The plot, for starters, isn't exactly as fresh as new-mown hay. The planet Megron has fallen into the grip of the infamous Darkon and... OK, you-know-who's got the job of putting things right. You wander round the planet with a loyal Komputa droid hovering nearby, and must indulge in various technological and mystical enterprises in order to crack the game. Let me say right here and now that I haven't got very far with Darkon. I've been playing it for some time now and what little progress I've made has been with the help of a friend - and she only knew the answers because (after much frustration) she phoned Taskset and asked for help. Us Wizards are made of sterner stuff, which in this case means we make no progress whatsoever.

At first sight, Darkon looks quite attractive.

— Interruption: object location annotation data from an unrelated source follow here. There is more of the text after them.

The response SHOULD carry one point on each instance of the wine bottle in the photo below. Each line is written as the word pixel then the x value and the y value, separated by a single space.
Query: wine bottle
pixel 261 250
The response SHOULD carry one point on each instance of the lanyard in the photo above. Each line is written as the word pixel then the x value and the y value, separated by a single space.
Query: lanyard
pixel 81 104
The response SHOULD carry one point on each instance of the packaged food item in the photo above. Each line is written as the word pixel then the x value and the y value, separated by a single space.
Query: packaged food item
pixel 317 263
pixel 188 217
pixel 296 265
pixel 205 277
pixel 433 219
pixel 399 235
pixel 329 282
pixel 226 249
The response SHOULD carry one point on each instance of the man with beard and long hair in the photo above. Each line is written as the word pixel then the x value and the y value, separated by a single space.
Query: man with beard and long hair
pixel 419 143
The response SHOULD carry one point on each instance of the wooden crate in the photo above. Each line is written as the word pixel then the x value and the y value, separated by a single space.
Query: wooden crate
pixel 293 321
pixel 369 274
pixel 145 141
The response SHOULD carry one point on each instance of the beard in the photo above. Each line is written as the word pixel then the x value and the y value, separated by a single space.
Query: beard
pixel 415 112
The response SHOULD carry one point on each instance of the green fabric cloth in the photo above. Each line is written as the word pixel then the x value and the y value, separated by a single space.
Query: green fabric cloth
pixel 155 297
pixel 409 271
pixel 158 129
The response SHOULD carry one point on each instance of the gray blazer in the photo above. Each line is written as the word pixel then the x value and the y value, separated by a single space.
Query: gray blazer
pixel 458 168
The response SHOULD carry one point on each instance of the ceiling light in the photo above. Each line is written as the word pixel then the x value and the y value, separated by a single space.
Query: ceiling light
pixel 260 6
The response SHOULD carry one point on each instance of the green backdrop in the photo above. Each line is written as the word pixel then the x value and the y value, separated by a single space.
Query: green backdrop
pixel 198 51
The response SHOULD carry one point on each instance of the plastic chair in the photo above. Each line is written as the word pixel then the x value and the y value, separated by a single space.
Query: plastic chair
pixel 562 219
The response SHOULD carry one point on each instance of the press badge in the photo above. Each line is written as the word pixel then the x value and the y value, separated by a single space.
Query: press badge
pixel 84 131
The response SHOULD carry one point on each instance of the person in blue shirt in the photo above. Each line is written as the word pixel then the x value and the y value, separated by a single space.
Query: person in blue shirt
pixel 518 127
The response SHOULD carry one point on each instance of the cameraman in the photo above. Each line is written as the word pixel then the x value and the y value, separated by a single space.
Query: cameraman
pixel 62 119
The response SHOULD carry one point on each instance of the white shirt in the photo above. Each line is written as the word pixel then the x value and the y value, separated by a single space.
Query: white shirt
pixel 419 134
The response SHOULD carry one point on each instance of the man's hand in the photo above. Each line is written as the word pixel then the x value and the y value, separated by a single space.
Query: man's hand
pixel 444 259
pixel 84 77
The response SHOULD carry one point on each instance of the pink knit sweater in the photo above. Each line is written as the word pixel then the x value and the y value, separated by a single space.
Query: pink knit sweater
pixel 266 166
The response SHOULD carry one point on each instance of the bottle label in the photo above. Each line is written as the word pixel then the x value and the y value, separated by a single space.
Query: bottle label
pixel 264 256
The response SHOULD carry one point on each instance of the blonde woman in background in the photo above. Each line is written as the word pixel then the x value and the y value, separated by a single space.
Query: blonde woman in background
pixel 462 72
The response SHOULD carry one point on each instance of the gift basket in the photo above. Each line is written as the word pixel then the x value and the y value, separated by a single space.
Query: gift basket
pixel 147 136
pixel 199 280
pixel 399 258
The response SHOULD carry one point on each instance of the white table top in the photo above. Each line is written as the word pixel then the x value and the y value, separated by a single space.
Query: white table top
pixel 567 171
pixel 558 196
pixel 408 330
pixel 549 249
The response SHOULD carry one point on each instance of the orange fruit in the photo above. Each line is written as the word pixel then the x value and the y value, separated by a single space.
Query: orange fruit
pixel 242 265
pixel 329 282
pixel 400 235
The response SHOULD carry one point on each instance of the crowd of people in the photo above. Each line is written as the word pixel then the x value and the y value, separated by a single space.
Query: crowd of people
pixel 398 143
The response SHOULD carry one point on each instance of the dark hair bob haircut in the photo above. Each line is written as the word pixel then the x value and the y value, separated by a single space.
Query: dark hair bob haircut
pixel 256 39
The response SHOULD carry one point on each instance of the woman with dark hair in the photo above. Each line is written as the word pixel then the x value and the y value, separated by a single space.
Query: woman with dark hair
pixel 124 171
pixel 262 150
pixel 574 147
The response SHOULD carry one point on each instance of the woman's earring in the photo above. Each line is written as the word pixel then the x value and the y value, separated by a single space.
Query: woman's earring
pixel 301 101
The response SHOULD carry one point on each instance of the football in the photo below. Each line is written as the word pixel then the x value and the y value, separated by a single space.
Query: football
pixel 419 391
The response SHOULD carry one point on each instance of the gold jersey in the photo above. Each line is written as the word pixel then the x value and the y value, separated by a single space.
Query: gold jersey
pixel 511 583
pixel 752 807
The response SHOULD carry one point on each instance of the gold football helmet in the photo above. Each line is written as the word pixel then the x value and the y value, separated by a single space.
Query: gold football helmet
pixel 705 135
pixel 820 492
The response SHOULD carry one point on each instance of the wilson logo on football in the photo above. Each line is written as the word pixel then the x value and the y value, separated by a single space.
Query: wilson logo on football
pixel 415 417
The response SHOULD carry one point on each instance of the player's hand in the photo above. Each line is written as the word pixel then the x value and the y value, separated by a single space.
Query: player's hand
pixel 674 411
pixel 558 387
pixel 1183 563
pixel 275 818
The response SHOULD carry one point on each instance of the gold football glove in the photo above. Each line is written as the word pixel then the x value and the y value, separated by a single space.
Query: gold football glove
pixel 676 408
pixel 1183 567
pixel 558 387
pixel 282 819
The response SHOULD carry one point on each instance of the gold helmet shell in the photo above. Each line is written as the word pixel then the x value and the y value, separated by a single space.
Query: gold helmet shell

I don't know how many locations there are, but each one has an illustration, displayed in rather off-putting green shades to one side of the screen. The character set has been redesigned and the whole effect is, well, "different", if not exactly beautiful.

The problems come when you start to move around and tackle the various puzzles that present themselves. Although the program claims to accept complex inputs like 'Attack the droid with the visor', in practice it tends either to reject most of your inputs or else, to respond in a particularly uninspiring or unhelpful manner. For example, on attempting to 'Examine Komputa', who is 'hovering nearby', you're told it's not here. It is, though - at least it is in the location description. Even when you do manage to get some sort of dialogue going with the program, it tends to he rather lifeless. 'Examine monolith', you type, and 'Huge stone monolith' the program replies. Scintillating stuff... However, the real problem with Darkon is the way the program has been designed. It's difficult to put into words, but the While Wizard reckons that all adventurers have an inbuilt sense of logic which they develop in their encounters with other worlds and the inhabitants thereof. For example, if you found yourself confronted with a man-eating canary, you would first examine it and then, perhaps, give it something (or rather someone) to eat. However, if (after repeated attempts) you gave up and phoned the software house, only to he told that the way past the canary was to ask it if it liked Mars Bars, you would, I think, be entitled to feel a bit miffed. This may sound a bit off the point, but in fact it's exactly this sense of 'adventure logic' that's missing from Darkon. As a result, although you will make some progress in the end, you may find (as I did) that on solving a puzzle your feelings are more along the lines of 'How silly that puzzle was' rather than 'How clever I am for solving it'.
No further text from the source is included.